Rômulo úpide Nor

Personal information
- Full name: Rômulo Silvano da Silva
- Date of birth: 26 August 1976 (age 49)
- Place of birth: Brazil
- Height: 1.77 m (5 ft 9+1⁄2 in)
- Position: Forward

Team information
- Current team: Ferroviário

Senior career*
- Years: Team / Apps / (Gls)
- 1999: Ceará
- 2000: Ferroviário
- 2001: Sport Recife
- 2002: Náutico
- 2002–2004: Nacional
- 2004–2005: Estrela
- 2005–2006: Al-Wakrah
- 2006–2007: Atlético Goianiense
- 2007–2008: Fortaleza
- 2008–2009: Khazar Lankaran / 22 / (8)
- 2009–2010: Ceará pai degua
- 2011–: Ferroviário

= Rômulo (footballer, born 1976) =

Brazilian footballer

Rômulo Silvano da Silva, commonly known as Rômulo (born 26 August 1976) is a Brazilian football forward who plays for Ferroviário.

== Playing career ==

In the summer of 2008, Rômulo signed with Azerbaijan Premier League side Khazar Lankaran.

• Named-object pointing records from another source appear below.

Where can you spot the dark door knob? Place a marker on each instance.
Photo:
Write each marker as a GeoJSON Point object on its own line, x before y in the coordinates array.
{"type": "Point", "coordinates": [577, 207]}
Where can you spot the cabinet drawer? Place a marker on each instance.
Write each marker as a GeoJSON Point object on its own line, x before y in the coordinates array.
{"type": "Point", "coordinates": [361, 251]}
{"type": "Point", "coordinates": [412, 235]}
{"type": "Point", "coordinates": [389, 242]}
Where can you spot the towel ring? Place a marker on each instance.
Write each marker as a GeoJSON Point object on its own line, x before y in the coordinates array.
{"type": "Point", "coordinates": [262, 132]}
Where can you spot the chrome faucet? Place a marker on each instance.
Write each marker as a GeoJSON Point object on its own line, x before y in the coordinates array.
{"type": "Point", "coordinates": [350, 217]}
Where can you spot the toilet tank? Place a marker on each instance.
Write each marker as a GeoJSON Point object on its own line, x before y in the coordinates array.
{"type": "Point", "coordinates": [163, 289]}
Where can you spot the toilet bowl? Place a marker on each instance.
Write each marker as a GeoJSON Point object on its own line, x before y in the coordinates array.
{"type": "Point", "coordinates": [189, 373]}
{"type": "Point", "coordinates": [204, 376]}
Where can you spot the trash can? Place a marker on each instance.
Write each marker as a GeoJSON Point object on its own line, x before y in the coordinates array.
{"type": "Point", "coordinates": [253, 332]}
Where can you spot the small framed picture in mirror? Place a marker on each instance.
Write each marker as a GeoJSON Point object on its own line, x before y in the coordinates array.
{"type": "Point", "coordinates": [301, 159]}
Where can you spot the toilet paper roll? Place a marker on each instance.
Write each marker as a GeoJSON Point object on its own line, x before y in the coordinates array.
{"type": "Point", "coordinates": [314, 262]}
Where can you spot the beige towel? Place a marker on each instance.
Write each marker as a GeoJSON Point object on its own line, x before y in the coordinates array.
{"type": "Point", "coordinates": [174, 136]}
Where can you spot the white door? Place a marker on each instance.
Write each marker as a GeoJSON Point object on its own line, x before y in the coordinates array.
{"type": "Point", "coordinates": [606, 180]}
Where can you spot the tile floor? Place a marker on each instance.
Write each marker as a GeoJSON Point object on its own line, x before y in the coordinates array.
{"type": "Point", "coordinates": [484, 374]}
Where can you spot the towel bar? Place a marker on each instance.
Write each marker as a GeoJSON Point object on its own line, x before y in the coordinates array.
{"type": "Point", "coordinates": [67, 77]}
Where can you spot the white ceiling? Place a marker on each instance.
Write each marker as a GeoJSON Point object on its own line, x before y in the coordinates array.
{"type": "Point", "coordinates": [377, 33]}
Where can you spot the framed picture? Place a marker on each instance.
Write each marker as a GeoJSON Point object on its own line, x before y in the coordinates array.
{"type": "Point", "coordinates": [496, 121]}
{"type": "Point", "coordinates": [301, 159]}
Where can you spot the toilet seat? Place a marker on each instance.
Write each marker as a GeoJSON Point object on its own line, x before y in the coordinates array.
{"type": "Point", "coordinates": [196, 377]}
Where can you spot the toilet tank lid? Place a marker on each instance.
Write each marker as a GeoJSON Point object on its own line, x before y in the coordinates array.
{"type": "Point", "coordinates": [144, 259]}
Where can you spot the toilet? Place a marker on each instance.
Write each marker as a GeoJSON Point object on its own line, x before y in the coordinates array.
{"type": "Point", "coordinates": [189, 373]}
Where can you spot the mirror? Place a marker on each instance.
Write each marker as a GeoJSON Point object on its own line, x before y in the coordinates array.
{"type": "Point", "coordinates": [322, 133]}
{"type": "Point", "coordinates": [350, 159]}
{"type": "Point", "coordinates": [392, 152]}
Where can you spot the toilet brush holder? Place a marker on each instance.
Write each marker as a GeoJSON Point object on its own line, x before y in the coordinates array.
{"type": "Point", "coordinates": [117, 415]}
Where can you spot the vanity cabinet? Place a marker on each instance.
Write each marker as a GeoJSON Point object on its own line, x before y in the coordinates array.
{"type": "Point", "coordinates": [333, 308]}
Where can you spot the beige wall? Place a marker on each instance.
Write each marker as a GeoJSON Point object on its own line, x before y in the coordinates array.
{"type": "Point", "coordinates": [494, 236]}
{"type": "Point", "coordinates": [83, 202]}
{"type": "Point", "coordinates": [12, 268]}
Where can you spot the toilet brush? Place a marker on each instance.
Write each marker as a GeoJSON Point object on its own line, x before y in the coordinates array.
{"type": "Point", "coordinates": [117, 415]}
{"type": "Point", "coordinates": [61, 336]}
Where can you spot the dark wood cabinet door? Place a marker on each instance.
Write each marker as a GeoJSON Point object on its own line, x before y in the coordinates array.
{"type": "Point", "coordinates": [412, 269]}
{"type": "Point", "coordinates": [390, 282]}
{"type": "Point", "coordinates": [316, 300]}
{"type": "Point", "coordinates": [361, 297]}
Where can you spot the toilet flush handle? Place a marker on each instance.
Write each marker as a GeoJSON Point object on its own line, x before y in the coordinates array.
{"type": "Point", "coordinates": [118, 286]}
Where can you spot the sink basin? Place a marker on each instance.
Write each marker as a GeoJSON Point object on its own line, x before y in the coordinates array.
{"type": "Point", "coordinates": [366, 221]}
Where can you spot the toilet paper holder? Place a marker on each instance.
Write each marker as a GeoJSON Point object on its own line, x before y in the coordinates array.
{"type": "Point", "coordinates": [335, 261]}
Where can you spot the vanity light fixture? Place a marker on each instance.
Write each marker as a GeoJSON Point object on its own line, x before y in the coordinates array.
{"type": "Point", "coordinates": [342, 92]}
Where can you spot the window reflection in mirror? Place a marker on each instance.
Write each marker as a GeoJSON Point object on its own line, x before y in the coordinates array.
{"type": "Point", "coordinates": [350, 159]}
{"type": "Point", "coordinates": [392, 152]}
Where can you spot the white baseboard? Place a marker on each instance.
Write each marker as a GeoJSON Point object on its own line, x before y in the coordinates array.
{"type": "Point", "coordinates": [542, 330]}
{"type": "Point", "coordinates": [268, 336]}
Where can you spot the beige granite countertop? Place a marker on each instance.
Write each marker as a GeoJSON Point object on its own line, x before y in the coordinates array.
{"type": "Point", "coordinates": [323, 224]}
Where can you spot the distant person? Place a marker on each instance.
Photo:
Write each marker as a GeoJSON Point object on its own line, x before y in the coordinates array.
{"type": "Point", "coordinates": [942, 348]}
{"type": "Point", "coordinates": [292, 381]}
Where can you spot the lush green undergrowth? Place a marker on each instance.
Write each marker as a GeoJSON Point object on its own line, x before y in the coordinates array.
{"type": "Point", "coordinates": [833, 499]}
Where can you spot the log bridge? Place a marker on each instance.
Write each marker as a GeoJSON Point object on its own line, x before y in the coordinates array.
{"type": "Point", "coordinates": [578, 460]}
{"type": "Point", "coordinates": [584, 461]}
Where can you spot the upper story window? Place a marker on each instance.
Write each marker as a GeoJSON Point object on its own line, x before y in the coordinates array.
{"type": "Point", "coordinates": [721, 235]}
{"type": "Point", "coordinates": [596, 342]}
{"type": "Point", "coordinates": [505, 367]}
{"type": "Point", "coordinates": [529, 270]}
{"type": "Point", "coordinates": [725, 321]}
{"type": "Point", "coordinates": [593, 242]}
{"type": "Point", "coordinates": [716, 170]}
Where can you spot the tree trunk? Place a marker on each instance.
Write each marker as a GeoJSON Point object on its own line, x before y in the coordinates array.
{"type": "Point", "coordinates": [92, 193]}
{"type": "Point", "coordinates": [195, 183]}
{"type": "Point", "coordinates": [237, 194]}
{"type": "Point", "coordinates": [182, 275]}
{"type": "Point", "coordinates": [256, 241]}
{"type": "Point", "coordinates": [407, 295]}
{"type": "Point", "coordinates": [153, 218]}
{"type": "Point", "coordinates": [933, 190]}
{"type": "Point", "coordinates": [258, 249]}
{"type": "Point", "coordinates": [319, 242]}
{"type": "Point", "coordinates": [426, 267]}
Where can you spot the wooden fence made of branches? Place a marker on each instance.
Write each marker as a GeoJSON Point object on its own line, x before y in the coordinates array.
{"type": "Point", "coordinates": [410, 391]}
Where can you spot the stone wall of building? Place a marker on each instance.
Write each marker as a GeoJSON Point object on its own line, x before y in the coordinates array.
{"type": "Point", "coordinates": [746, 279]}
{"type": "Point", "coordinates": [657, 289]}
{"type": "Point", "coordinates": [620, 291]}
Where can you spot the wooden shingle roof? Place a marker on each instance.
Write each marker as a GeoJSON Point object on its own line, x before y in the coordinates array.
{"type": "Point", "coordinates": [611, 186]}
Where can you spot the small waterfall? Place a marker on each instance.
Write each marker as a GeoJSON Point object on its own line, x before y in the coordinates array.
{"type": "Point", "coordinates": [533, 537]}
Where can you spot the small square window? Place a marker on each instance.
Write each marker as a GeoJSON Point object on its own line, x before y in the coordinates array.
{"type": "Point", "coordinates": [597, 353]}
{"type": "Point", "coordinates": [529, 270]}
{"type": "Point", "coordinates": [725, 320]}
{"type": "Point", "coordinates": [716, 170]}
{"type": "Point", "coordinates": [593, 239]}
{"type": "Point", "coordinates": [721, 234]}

Following a year in Azerbaijan he returned to Brazil for family reasons, and signed for Ceará.

Following his release from Khazar, Rômulo claim that he had not been paid in full for his time with Khazar, a matter that was taken to FIFA. In April 2012 FIFA recognised that the debt to Rômulo had been paid by Khazar on 30 March 2012 and that the 6 points stripped from Khazar was a mistake and they would be given back to them.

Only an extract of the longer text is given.